Published : 2013-03-14 19:50
Updated : 2013-03-14 19:50
Korea’s antismoking policy is one of the weakest among members of the Organization for Economic Cooperation and Development, a recent report indicated, giving weight to calls for higher cigarette prices to cut the country’s smoking rate. According to the report released by the Korea Institute for Health and Social Affairs, a state-funded think tank, Korea ranked 24th out of 25 major industrialized nations in terms of the effectiveness of their antismoking measures.
It is a natural result that the country has retained the second-highest smoking rate in the 34-member OECD. Data from the World Health Organization showed that 40.8 percent of Korean men aged 15 or older smoked in 2010, far above the OECD average of 25.9 percent. Corresponding figures remained at 16.7 percent for the U.S., 16.4 percent for Australia and 32.2 percent for Japan.
A large part of the weakness in Korea’s antismoking policy comes from its low cigarette prices. Since the last increase in 2004, the tobacco price in the country has remained at an average 2,500 won ($2.20) per pack, the lowest among all OECD members. Figures compiled by the Health and Welfare Ministry put the comparable price in 2010 at 15,758 won for Norway, 12,761 won for Australia, 6,777 won for the U.S. and 4,111 won for Japan.

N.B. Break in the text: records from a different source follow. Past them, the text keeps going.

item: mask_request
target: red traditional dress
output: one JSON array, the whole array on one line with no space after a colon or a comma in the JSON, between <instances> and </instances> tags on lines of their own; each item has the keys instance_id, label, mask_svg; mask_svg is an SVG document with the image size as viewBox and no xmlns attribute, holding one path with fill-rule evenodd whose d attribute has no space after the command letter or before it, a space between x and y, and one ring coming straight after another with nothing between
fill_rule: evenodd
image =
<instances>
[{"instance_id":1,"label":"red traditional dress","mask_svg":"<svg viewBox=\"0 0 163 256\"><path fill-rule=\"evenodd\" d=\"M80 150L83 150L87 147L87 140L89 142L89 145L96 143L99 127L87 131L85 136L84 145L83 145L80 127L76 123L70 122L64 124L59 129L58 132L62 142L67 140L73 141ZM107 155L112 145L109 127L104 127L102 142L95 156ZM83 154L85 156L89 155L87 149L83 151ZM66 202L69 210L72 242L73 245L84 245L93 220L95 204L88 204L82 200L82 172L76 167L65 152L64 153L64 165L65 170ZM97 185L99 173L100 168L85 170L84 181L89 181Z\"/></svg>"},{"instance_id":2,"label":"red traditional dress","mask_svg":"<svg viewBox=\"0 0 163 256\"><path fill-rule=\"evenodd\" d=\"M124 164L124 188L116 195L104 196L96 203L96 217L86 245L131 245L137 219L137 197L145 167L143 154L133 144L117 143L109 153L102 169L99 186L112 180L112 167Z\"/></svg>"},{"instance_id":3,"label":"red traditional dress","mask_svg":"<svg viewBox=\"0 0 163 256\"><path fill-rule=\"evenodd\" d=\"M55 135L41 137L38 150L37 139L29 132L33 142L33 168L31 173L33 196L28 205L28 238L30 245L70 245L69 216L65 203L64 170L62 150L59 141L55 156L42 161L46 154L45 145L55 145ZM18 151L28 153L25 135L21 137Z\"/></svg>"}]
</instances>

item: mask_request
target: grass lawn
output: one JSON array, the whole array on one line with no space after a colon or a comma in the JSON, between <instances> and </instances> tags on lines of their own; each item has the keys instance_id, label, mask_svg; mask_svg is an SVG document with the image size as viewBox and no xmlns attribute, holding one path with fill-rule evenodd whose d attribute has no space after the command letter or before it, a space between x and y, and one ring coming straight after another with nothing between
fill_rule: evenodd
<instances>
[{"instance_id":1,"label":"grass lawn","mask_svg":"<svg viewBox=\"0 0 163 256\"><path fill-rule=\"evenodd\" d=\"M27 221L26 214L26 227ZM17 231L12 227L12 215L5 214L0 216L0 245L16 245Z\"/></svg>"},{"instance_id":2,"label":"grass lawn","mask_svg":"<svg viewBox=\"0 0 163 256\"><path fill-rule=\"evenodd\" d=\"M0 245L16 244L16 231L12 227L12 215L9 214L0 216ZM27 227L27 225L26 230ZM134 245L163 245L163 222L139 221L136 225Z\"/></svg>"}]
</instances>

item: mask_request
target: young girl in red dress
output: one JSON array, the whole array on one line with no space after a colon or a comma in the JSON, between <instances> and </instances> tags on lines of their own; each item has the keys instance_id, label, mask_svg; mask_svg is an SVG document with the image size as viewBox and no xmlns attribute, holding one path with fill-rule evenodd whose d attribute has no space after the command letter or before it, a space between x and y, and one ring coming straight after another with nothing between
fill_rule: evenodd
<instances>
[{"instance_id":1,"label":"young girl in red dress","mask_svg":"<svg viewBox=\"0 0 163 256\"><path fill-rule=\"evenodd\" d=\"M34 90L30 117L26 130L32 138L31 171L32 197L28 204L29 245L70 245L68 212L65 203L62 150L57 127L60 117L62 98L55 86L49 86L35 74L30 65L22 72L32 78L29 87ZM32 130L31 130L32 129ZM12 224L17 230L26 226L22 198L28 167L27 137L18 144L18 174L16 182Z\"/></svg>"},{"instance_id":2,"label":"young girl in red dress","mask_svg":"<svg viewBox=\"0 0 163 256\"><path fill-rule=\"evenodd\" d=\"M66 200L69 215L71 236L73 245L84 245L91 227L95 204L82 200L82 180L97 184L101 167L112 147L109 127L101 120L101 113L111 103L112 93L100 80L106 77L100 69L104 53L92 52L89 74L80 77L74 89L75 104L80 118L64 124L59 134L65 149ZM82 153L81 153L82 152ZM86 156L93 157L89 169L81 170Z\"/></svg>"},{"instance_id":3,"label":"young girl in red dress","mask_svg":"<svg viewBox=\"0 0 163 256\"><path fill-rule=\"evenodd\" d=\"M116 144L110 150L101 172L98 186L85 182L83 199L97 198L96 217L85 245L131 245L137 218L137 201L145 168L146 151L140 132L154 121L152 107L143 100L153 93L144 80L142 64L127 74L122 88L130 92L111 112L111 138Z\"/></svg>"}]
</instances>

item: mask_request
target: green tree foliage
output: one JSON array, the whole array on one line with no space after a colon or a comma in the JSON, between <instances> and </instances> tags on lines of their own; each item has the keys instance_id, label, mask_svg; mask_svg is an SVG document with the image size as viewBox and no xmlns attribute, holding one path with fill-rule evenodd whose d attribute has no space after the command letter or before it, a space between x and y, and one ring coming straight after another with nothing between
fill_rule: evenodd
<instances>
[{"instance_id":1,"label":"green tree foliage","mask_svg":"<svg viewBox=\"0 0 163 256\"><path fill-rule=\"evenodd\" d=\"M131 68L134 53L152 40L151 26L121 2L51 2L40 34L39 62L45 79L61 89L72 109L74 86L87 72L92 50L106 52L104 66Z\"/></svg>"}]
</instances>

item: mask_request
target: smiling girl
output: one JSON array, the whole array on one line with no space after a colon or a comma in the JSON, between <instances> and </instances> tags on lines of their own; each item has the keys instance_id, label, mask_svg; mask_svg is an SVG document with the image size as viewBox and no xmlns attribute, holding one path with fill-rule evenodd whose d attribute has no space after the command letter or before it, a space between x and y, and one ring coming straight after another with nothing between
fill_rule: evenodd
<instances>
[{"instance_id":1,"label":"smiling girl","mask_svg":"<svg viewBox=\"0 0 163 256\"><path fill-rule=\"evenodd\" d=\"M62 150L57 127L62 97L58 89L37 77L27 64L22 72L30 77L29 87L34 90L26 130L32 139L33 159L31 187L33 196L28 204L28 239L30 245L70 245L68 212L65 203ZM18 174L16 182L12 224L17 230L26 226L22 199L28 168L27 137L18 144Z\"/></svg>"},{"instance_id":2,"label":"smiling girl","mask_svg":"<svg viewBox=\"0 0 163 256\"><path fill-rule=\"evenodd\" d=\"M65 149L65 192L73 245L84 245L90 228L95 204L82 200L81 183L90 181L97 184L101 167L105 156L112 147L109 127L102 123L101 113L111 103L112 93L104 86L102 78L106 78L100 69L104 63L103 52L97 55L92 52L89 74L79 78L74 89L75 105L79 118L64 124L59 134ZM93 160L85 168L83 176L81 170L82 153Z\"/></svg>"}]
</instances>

Though at a slight pace, Koreans have gradually reduced spending on cigarettes in recent years, probably reflecting their prolonged financial difficulties and heightened health concerns. But the past week was an exceptional period, seeing tobacco sales increasing by double digits at retail shops across the country. What prompted the buying spree was the submission of a bill by a dozen lawmakers earlier this month, which is aimed at nearly doubling the average price of cigarettes to 4,500 won per pack. The move has since caused a heated debate on the pros and cons of the proposed measure.
Proponents say price hikes would reduce smoking and thus enhance public health, while still increasing the tax revenue from tobacco sales. Skeptics claim that there is less correlation than generally believed between smoking rates and cigarette prices, arguing the burden would fall most heavily on the shoulders of the poor.
A larger number of legislators from both the ruling and opposition parties appear to be sitting on the fence, gauging the possible impact that the passage of the bill would have on their prospects in future elections. Cigarette price increases are certainly “not a politically popular item,” as noted by new Health Minister Chin Young, who formerly served as chief policymaker of the ruling Saenuri Party. It may be understood that politicians are sensitive to the possibility of a tobacco price hike causing a backlash from voters with the habit of smoking.
Such a reluctant attitude, however, is too far removed from the urgent need to reduce the country’s smoking rate as much as possible. A brake should be put particularly on the continuous increase in the number of teenage and female smokers, which contrasts with the gradual decrease in smoking by adult men. It should be recalled that the 2004 price hike by 500 won, according to a study by the Health Ministry, led to nearly a third of teenage smokers quitting.
Many smokers may also be ambivalent, being displeased with higher cigarette prices but still willing to use them as an occasion to stop smoking. Enhanced public health ensuing reduced smoking would help save medical costs that would otherwise have been spent on treating smoking-related diseases.
The additional revenue ― experts forecast that raising the average cigarette price by 2,000 won would lead to collecting 5 trillion won more in tax ― could also be used to help finance health care and other benefit programs.
What lawmakers and government policymakers should avoid is to settle for a slight price hike designed to maximize tax revenues that will have little impact on smoking rates. The price needs to be raised high enough to push a significant number of smokers to kick the habit.